L’acronimo Def, stando al cognome del ministro dell’Economia e alla situazione dei conti dello Stato e delle tasche degli italiani, andrebbe aggiornato: da «Documento di economia e finanza» a «Dovrei essere franco». Ma Daniele Franco, appunto, non se lo può permettere: dovrebbe dire che il Pil non riuscirà a crescere più del 3 per cento (anche così la stima è ampiamente ottimistica), che l’inflazione sarà sopra il 7 per cento, che il rapporto deficit/Pil salirà sopra al 6, che non c’è un euro da destinare a investimenti, che non esiste alcuno spazio per una mitigazione della pressione fiscale, anzi, e che andiamo incontro a una stagione di dati tutti negativi. Dovrebbe dire che gli italiani, causa guerra, ma prima ancora causa costi energetici, pagheranno tutto molto caro. A fronte di un’erosione dei redditi e del potere d’acquisto.
Sono i tratti caratteristici della stagflazione: prezzi alle stelle e consumi azzerati. Per l’Europa si aggira lo spettro dell’inflazione che peraltro è quella «cattiva» generata da carenza di offerta – di energia, di materie prime – e da eccesso di liquidità a causa dei massicci e ininterrotti acquisti di titoli pubblici decisi dalla Banca centrale europea per sostenere le economie (soprattutto quelle super indebitate come la nostra) durante l’emergenza pandemica. Il «Whatever it takes» di draghiana memoria lanciato per far fronte alla crisi dell’euro (mai debole come adesso) e rieditato per battere il Covid presenta ora il conto.

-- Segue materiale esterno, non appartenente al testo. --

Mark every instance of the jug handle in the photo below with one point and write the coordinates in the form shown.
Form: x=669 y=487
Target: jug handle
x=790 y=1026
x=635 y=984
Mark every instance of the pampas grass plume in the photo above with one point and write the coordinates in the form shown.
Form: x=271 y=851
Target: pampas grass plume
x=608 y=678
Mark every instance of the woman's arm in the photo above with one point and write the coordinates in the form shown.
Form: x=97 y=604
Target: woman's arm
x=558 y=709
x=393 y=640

Si è fatta troppa spesa corrente e poco investimento, confidando in una ripresa che è evaporata. Lo dicono le cifre. Il debito pubblico è passato dal 139 per cento del Pil del 2019 (2.400 miliardi) al 160 per cento di fine anno con, a febbraio, una punta di 2.740 miliardi e il rendimento del Btp stabilmente sopra il 2 per cento. È un sonoro campanello d’allarme.

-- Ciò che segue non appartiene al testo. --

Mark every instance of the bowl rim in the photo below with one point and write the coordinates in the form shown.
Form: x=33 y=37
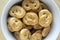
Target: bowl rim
x=3 y=14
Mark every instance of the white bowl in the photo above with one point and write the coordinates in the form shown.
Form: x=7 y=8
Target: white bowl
x=54 y=27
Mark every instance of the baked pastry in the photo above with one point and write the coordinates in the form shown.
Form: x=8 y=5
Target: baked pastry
x=25 y=34
x=16 y=34
x=30 y=4
x=30 y=18
x=45 y=31
x=36 y=36
x=15 y=23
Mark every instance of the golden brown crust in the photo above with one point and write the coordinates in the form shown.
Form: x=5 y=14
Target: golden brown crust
x=45 y=18
x=25 y=34
x=14 y=23
x=17 y=11
x=30 y=18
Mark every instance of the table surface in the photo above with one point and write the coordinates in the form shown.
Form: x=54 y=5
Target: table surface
x=3 y=2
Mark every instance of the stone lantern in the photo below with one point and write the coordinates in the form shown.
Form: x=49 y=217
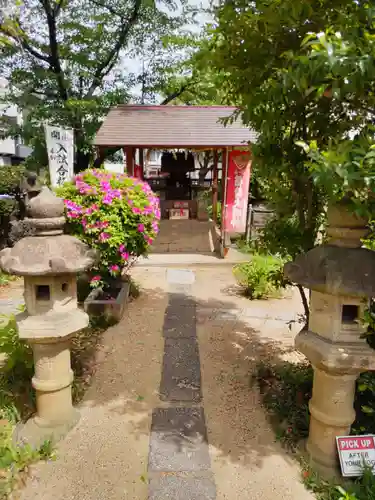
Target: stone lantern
x=341 y=277
x=49 y=262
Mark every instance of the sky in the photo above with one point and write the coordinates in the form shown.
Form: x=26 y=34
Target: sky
x=135 y=66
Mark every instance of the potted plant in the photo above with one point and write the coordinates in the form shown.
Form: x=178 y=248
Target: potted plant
x=118 y=216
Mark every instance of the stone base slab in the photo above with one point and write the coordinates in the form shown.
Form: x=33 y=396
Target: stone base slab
x=36 y=433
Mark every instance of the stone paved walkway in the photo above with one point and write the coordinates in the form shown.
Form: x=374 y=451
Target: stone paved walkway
x=171 y=414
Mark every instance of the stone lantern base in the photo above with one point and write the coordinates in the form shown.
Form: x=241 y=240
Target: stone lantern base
x=49 y=338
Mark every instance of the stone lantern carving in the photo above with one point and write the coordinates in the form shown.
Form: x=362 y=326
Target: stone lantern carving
x=341 y=277
x=49 y=262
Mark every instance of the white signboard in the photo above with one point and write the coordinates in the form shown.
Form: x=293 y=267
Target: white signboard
x=60 y=148
x=355 y=453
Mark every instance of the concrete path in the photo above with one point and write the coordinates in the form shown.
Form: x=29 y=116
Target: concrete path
x=171 y=413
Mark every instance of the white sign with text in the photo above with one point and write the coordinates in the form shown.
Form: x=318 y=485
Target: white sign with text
x=60 y=148
x=356 y=453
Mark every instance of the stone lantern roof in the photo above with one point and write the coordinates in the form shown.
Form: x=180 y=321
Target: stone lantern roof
x=49 y=251
x=342 y=266
x=335 y=270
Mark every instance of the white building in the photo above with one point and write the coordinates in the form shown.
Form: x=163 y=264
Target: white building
x=12 y=151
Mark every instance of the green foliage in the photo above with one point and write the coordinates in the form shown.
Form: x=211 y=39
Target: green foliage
x=286 y=390
x=115 y=214
x=262 y=277
x=15 y=377
x=282 y=235
x=69 y=61
x=360 y=489
x=19 y=359
x=15 y=459
x=10 y=180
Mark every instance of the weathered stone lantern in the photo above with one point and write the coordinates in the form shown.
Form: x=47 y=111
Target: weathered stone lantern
x=341 y=277
x=49 y=262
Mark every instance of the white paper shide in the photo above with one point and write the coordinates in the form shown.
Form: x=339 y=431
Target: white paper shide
x=60 y=147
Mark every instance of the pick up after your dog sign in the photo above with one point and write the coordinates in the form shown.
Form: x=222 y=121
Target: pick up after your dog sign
x=356 y=453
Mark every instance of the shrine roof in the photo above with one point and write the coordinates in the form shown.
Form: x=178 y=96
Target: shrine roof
x=172 y=127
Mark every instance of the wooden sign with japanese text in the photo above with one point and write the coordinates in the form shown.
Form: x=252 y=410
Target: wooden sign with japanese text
x=60 y=148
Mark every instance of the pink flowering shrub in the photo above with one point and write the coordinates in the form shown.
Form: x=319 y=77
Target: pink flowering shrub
x=113 y=213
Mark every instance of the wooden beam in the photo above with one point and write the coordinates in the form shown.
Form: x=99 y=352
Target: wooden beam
x=215 y=178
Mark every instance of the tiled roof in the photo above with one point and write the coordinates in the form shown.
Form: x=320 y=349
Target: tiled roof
x=172 y=126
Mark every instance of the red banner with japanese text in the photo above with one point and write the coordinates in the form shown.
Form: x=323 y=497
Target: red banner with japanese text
x=138 y=172
x=237 y=192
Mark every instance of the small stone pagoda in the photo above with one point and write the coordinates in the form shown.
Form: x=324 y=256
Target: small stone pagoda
x=49 y=262
x=341 y=277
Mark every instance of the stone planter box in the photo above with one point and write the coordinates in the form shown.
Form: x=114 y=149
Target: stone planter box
x=110 y=303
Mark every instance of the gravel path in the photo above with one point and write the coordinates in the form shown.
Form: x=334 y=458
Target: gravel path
x=132 y=440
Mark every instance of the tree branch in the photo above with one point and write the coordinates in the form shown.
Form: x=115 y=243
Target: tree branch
x=55 y=57
x=106 y=66
x=58 y=7
x=177 y=93
x=110 y=9
x=22 y=40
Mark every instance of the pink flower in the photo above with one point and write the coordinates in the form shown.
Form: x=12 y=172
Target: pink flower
x=104 y=236
x=125 y=256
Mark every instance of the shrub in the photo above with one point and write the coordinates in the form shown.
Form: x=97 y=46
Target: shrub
x=114 y=214
x=10 y=181
x=286 y=390
x=262 y=277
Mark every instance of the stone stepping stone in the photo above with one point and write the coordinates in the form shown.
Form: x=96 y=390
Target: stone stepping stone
x=178 y=441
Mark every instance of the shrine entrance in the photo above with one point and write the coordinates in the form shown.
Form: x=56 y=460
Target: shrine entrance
x=181 y=139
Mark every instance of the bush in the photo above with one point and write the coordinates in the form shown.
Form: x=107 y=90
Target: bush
x=283 y=236
x=286 y=390
x=262 y=277
x=10 y=181
x=114 y=214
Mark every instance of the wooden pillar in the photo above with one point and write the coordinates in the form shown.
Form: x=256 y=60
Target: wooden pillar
x=142 y=161
x=129 y=153
x=215 y=186
x=224 y=176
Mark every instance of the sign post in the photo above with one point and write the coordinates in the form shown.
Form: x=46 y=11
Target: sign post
x=60 y=147
x=237 y=191
x=356 y=453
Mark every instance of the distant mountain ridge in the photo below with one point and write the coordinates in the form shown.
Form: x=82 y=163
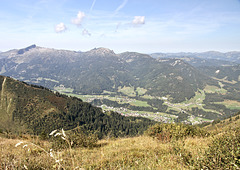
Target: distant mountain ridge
x=101 y=69
x=214 y=57
x=169 y=84
x=35 y=109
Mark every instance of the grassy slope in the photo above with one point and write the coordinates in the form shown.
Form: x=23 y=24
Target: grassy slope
x=141 y=152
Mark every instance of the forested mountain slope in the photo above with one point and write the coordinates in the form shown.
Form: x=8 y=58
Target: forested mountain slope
x=35 y=109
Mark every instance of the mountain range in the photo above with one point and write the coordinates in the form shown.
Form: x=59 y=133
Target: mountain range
x=34 y=109
x=176 y=77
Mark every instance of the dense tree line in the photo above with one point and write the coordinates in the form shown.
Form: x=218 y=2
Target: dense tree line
x=40 y=110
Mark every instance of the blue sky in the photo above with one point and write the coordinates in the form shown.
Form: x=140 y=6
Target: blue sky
x=122 y=25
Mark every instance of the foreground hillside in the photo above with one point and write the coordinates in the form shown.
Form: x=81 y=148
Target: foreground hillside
x=219 y=150
x=37 y=110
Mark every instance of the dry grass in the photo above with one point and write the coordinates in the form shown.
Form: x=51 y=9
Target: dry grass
x=126 y=153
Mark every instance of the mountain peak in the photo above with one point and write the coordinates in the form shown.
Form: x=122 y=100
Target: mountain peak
x=102 y=51
x=21 y=51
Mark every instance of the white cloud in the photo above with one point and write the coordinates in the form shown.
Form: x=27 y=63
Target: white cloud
x=78 y=20
x=138 y=20
x=121 y=6
x=94 y=1
x=60 y=28
x=86 y=32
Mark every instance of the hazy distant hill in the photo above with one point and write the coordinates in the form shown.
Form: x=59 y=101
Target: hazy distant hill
x=34 y=109
x=212 y=84
x=101 y=69
x=205 y=57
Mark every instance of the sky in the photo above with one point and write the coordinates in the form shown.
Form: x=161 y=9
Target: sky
x=145 y=26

Il bombardamento c’è anche nel carrello della spesa, sui mutui, sulle fabbriche, nelle banche. Le sanzioni contro Putin, l’invasore dell’Ucraina, per l’Europa e l’Italia in particolare hanno un costo altissimo, e per quanto lo si voglia nascondere siamo a un’economia di guerra. C’è un indicatore che molti hanno trascurato, ma dice tutto: l’agenzia Standard & Poor’s (S&P) prevede un deterioramento delle prospettive di credito, un giro di vite sui finanziamenti e l’innalzamento del tasso di default (l’interesse applicato quando chi presta i soldi vuole cautelarsi, ndr) oltre il 2,5 per cento. Sotto traccia si legge una preoccupazione per l’aumento dei crediti deteriorati; anche perché la Bce, se sul fronte dei tassi resta cauta, su quello della garanzie bancarie ha stretto la cinghia.
Risultato: difficile attendersi nuovi investimenti, inevitabili le conseguenze sui mutui che crescono – già in attesa di impennarsi appena l’Eurotower toccherà gli interessi ufficiali, necessità di ricorso a ulteriori manovre fiscali dei governi per evitare crolli dell’economia. Con il piccolo particolare che Daniele Franco non dispone di risorse a meno di non fare un nuovo scostamento di bilancio, altro debito. La residua possibilità di intervento Mario Draghi se l’è giocata in due occasioni: con il tentativo di fermare il vento dei rincari energetici grazie a qualche agevolazione(18 miliardi a fronte di aumenti del 200 per cento è nulla) e con quello di salire al Quirinale, accattivandosi i partiti con una Finanziaria 2021 di (quasi) sola spesa corrente.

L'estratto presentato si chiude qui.